6100 sayılı Hukuk Muhakemeleri Kanunu’nun 113. maddesi kapsamında dava açabilecek dernekler ve diğer tüzel kişiler bir hakkın veya hukukî ilişkinin mevcut olup olmadığına ilişkin tespit talebinde bulunabilirler. Aslında burada Hukuk Muhakemeleri Kanunu’nun 106. maddesinde genel olarak düzenlenen tespit davasının topluluk davasında özel olarak düzenlenmiş bir şekli olduğu söylenebilir (Taşpolat Tuğsavul, Melis: Kolektif Hukuki Himaye Çerçevesinde Topluluk Davaları, … Üniversitesi Sosyal Bilimler Enstitüsü Özel Hukuk Anabilim Dalı Doktora Tezi, … 2016, s. 208).
Bu anlamda olmak üzere bir hakkın ya da hukukî ilişkinin varlığı ya da yokluğunun tespit edilmesinde hukukî yararının mevcut olması hâlinde sendikalar da tespit talebini içeren topluluk davası açabilir. (Yargıtay
Hukuk Genel Kurulu’nun 28.09.2021 tarihli ve 2018/(22)9-678 Esas sayılı kararı.)
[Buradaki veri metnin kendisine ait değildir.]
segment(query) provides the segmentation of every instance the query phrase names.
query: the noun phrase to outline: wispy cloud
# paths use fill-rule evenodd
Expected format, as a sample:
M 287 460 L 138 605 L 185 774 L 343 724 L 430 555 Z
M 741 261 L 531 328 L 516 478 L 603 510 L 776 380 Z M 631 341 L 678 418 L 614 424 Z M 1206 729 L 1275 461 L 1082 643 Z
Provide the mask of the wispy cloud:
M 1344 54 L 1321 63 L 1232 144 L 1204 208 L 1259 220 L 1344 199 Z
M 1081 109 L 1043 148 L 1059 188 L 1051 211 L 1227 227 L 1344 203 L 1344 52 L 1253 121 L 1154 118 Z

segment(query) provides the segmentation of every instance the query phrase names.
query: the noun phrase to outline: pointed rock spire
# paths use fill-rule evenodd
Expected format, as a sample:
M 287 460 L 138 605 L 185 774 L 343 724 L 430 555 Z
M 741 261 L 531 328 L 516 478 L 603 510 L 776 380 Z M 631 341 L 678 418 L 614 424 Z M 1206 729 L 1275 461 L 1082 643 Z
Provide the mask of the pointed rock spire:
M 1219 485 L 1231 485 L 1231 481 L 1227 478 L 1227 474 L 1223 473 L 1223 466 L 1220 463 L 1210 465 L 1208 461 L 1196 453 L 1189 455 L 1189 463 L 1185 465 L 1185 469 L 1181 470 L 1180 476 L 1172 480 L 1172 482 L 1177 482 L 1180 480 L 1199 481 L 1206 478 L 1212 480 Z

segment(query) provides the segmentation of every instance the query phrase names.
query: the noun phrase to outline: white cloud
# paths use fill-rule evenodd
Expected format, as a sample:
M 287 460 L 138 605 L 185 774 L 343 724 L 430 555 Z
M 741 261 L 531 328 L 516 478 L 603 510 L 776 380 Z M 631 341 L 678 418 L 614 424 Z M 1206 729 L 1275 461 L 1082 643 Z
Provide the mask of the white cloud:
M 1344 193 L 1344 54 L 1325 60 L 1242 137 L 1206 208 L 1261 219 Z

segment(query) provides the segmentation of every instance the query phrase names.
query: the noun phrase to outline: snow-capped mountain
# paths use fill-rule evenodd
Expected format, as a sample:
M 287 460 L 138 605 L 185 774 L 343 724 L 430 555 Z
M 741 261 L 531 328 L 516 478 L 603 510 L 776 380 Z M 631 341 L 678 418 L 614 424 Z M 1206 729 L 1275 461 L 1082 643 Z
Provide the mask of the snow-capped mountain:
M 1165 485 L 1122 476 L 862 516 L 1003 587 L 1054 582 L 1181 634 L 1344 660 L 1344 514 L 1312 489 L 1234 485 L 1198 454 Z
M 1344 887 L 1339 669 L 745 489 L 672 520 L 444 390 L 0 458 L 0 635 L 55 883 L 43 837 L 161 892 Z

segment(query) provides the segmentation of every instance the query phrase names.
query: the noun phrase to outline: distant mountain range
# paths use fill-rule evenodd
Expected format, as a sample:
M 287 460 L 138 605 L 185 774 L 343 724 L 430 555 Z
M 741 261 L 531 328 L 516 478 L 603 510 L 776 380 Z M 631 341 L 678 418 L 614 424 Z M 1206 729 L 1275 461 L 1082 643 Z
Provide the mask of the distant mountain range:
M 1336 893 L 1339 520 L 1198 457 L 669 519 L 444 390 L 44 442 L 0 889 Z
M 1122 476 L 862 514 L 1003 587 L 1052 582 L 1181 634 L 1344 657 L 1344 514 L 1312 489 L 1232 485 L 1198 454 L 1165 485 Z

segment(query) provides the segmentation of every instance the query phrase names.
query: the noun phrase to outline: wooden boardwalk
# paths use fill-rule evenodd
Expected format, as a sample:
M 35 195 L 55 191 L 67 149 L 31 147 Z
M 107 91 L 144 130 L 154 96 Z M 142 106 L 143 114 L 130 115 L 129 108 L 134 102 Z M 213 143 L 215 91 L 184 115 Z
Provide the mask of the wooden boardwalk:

Yukarıda yer verilen tespit ve açıklamalar kapsamında uyuşmazlık değerlendirildiğinde;
Somut olayda, davacı Sendika vekilince, davalı Üniversitede şoför olan üyesi işçilerden giriş çıkış için imza alınmaya ve mobing uygulanmaya başlandığı, ancak aynı işi yapan aynı birimdeki memurlara bunun zorunlu tutulmadığı ve ayrımcılık içeren bu uygulamanın İş Kanunu’nun 5. maddesine açıkça aykırı olduğu ileri sürülerek, eldeki dava ile imza uygulamasının ayrımcılık içerdiğinin tespitini, bu hukuka aykırılıkların giderilmesini ve üyesi işçilerin gelecekteki haklarının ihlal edilmesinin önüne geçilmesine yönelik olarak Hukuk Muhakemeleri Kanunu’nun 113’üncü maddesi kapsamında bir topluluk davası açılmıştır.
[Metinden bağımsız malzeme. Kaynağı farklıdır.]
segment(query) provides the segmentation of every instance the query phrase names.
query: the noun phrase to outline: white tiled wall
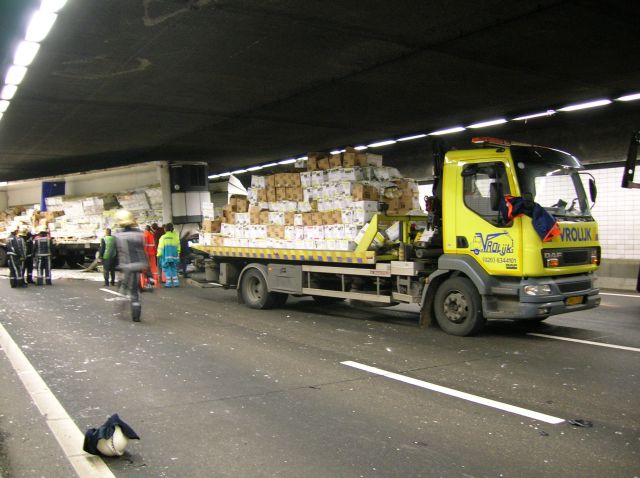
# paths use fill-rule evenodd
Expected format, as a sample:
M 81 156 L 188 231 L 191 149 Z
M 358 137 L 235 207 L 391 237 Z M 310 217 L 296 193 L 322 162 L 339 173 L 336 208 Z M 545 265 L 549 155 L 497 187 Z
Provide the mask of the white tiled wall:
M 635 182 L 640 182 L 638 169 Z M 598 198 L 592 213 L 598 221 L 602 257 L 640 259 L 640 189 L 620 186 L 622 168 L 592 169 L 589 172 L 596 178 L 598 186 Z
M 589 170 L 596 179 L 598 197 L 592 213 L 598 222 L 602 257 L 640 260 L 640 189 L 624 189 L 622 168 Z M 635 182 L 640 182 L 640 167 Z M 583 181 L 589 194 L 587 180 Z M 431 195 L 431 185 L 421 185 L 421 197 Z

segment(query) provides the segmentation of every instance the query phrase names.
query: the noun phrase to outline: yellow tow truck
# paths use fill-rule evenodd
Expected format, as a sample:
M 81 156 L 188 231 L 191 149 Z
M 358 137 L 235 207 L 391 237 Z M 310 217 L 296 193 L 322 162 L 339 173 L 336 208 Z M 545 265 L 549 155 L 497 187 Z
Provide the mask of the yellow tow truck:
M 422 325 L 467 336 L 487 319 L 542 321 L 597 307 L 593 178 L 559 150 L 474 142 L 480 147 L 436 155 L 427 217 L 380 212 L 355 251 L 194 247 L 212 259 L 215 280 L 256 309 L 290 294 L 411 303 Z M 397 240 L 374 248 L 389 227 L 398 227 Z

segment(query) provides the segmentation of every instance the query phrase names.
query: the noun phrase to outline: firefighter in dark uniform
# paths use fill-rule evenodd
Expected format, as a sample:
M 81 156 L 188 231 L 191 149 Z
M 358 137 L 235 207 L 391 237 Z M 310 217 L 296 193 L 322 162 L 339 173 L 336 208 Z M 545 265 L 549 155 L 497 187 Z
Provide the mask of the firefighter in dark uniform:
M 27 226 L 20 228 L 20 236 L 25 244 L 24 274 L 25 283 L 33 284 L 33 234 Z
M 36 285 L 51 285 L 51 239 L 46 226 L 42 226 L 33 239 L 36 260 Z
M 12 227 L 7 239 L 7 262 L 9 265 L 9 283 L 12 288 L 26 287 L 24 283 L 24 260 L 27 255 L 27 246 L 24 239 L 18 235 L 18 226 Z
M 115 234 L 118 268 L 123 272 L 121 292 L 131 303 L 131 318 L 140 322 L 140 273 L 149 267 L 144 252 L 144 235 L 133 214 L 125 209 L 116 213 L 116 224 L 122 228 Z

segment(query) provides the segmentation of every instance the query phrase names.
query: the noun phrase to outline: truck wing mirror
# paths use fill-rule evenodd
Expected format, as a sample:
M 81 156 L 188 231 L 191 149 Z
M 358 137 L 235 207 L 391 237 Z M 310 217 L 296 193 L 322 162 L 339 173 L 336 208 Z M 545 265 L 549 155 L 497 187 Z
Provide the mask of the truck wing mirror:
M 489 184 L 489 201 L 491 202 L 491 210 L 497 211 L 500 205 L 500 198 L 502 194 L 502 184 L 491 183 Z
M 591 198 L 591 202 L 596 202 L 596 197 L 598 196 L 598 188 L 596 186 L 596 181 L 593 178 L 589 178 L 589 197 Z

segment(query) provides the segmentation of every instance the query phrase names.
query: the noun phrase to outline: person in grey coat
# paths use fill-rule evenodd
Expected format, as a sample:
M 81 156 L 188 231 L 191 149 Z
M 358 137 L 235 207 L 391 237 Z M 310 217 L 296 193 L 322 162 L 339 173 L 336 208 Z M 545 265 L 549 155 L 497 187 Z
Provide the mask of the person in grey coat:
M 116 223 L 122 228 L 114 236 L 118 249 L 118 269 L 123 273 L 120 291 L 131 302 L 131 318 L 134 322 L 140 322 L 140 273 L 149 267 L 144 252 L 144 235 L 130 211 L 119 210 Z

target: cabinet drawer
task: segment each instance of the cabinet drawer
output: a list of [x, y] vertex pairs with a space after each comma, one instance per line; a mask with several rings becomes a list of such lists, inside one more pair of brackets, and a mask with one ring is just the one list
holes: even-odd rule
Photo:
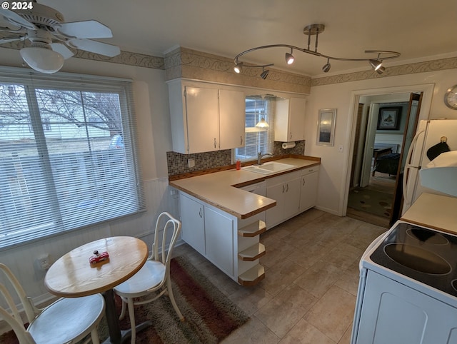
[[274, 185], [284, 183], [286, 181], [291, 181], [297, 178], [300, 178], [299, 171], [294, 171], [293, 172], [290, 172], [288, 173], [281, 174], [281, 176], [278, 176], [277, 177], [273, 177], [267, 179], [266, 187], [268, 188], [269, 186], [273, 186]]

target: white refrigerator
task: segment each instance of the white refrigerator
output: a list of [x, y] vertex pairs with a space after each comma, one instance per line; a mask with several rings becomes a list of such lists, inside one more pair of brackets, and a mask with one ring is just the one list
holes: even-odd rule
[[[440, 143], [445, 141], [450, 151], [457, 151], [457, 120], [433, 119], [420, 121], [408, 152], [403, 181], [403, 203], [402, 215], [423, 192], [444, 194], [421, 185], [419, 171], [431, 159], [427, 152], [436, 153]], [[432, 158], [433, 160], [433, 158]], [[456, 181], [457, 183], [457, 181]]]

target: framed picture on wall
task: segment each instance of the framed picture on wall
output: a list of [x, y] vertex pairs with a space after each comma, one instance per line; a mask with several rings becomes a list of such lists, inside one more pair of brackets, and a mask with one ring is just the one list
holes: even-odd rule
[[333, 146], [335, 139], [336, 108], [319, 110], [317, 121], [317, 138], [316, 144], [320, 146]]
[[378, 116], [378, 130], [398, 130], [401, 106], [381, 108]]

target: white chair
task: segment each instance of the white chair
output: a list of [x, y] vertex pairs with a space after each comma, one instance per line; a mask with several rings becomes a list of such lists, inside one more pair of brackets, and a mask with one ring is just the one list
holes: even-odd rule
[[[171, 235], [169, 235], [170, 230], [171, 231]], [[126, 281], [114, 287], [114, 292], [122, 299], [120, 319], [124, 318], [125, 315], [126, 303], [129, 306], [132, 343], [135, 343], [136, 336], [134, 310], [135, 305], [143, 305], [154, 301], [164, 294], [168, 295], [179, 319], [181, 321], [184, 321], [184, 317], [181, 313], [174, 300], [170, 279], [171, 253], [180, 232], [181, 222], [179, 221], [174, 218], [169, 213], [161, 213], [156, 223], [154, 242], [152, 244], [151, 256], [139, 272]], [[167, 241], [169, 241], [168, 247]], [[142, 296], [146, 296], [146, 298], [143, 298], [141, 300], [134, 300], [134, 298]]]
[[76, 343], [89, 333], [92, 343], [99, 343], [97, 325], [105, 310], [105, 301], [101, 294], [62, 298], [39, 309], [31, 298], [27, 297], [11, 270], [2, 263], [0, 263], [0, 270], [16, 290], [29, 323], [26, 329], [11, 294], [5, 285], [0, 283], [0, 295], [9, 308], [8, 311], [0, 307], [0, 316], [12, 328], [20, 344]]

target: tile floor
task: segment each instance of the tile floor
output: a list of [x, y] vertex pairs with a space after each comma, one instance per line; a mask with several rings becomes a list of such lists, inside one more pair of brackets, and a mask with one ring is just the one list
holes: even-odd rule
[[387, 228], [311, 209], [261, 236], [265, 278], [241, 287], [187, 244], [186, 256], [251, 320], [224, 343], [347, 344], [365, 248]]

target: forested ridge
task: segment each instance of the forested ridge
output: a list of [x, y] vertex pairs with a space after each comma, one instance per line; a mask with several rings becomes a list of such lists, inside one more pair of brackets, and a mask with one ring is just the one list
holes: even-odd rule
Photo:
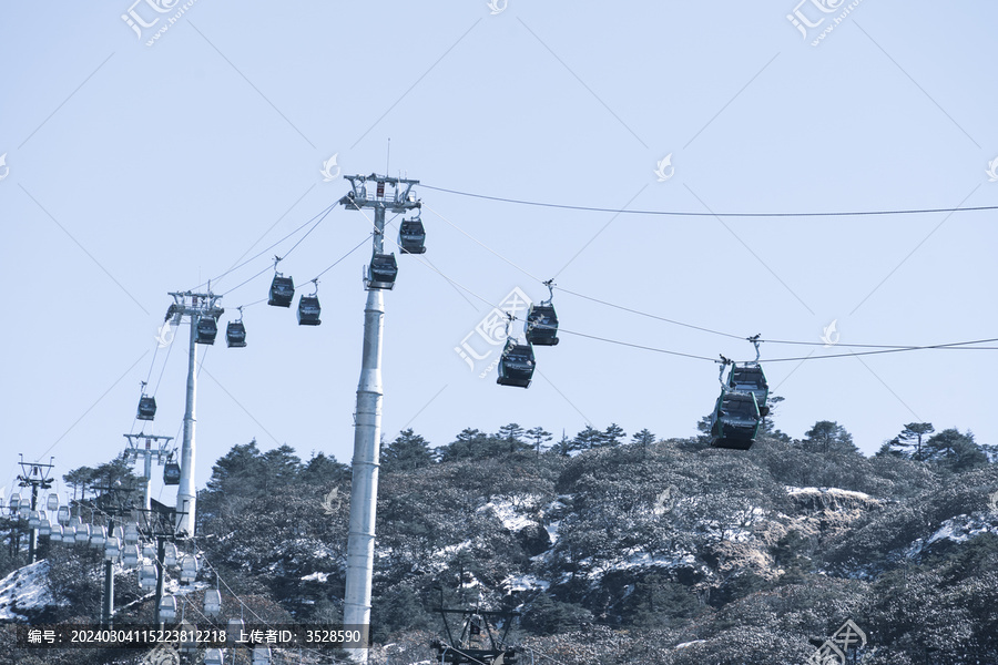
[[[381, 444], [371, 659], [430, 662], [442, 597], [518, 611], [509, 641], [563, 664], [798, 664], [847, 620], [868, 638], [856, 662], [996, 664], [996, 459], [970, 432], [917, 422], [870, 458], [836, 422], [793, 439], [772, 417], [745, 452], [614, 423], [467, 428], [439, 447], [407, 429]], [[67, 481], [85, 497], [115, 463], [130, 473], [110, 462]], [[348, 467], [291, 446], [236, 443], [215, 462], [194, 544], [202, 581], [226, 584], [218, 621], [238, 615], [235, 596], [276, 623], [340, 620], [349, 488]], [[62, 604], [29, 618], [93, 622], [93, 555], [42, 555]], [[0, 556], [2, 574], [24, 563]], [[140, 594], [134, 571], [119, 577], [121, 607]]]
Yukarıda açıklanan maddi ve hukukî olgulara göre; kuruluş amacı üyelerinin hak ve menfaatlerini korumak ve geliştirmek olan davacı Sendikanın, davalı işverenlikteki üyelerine hasren yapılan imza uygulamasının ayrımcılık içerdiğinin tespitine yönelik dava açmasında hukuken korunmaya değer güncel bir yararının bulunduğu kabul edilmelidir.
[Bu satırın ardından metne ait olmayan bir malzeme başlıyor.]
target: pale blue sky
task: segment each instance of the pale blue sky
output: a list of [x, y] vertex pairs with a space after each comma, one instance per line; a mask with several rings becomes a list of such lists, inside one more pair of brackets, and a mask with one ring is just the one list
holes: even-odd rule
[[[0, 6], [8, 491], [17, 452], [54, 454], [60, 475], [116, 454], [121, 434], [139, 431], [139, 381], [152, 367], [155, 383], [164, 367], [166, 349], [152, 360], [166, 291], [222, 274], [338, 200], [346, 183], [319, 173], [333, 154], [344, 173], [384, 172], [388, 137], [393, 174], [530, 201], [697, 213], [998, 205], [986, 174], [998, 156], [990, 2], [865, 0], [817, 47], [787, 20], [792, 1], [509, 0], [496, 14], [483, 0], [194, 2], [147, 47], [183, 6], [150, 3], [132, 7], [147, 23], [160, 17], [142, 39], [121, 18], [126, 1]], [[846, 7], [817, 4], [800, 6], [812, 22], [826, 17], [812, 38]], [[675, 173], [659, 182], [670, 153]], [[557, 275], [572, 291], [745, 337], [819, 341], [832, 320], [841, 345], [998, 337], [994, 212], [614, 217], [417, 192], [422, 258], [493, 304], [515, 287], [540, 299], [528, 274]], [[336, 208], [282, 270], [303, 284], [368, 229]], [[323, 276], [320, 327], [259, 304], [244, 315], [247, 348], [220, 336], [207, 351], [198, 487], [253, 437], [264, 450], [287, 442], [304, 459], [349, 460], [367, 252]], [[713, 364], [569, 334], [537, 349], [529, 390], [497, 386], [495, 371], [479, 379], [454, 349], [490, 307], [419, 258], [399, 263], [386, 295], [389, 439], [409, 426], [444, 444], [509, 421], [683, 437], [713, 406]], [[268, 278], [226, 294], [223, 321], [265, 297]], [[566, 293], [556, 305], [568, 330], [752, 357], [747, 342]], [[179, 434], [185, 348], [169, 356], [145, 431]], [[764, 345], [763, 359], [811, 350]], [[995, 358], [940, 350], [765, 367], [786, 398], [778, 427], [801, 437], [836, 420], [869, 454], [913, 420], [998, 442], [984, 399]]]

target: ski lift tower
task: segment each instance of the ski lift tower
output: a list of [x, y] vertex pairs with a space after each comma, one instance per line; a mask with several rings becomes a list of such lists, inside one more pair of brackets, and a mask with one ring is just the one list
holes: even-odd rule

Bu durumda, Bölge Adliye Mahkemesince istinafa konu kararın esasına girilerek denetiminin yapılması gerekirken, usul yönünden yapılan denetimle istinaf talebinin kabul edilmesi yerinde olmamıştır.
Sonuç:
Temyiz olunan Bölge Adliye Mahkemesi kararının, yukarıda yazılı sebepten dolayı BOZULMASINA, dosyanın kararı veren Bölge Adliye Mahkemesine gönderilmesine, peşin alınan temyiz karar harcının istek halinde ilgiliye iadesine, 21.12.2021 tarihinde oybirliğiyle karar verildi.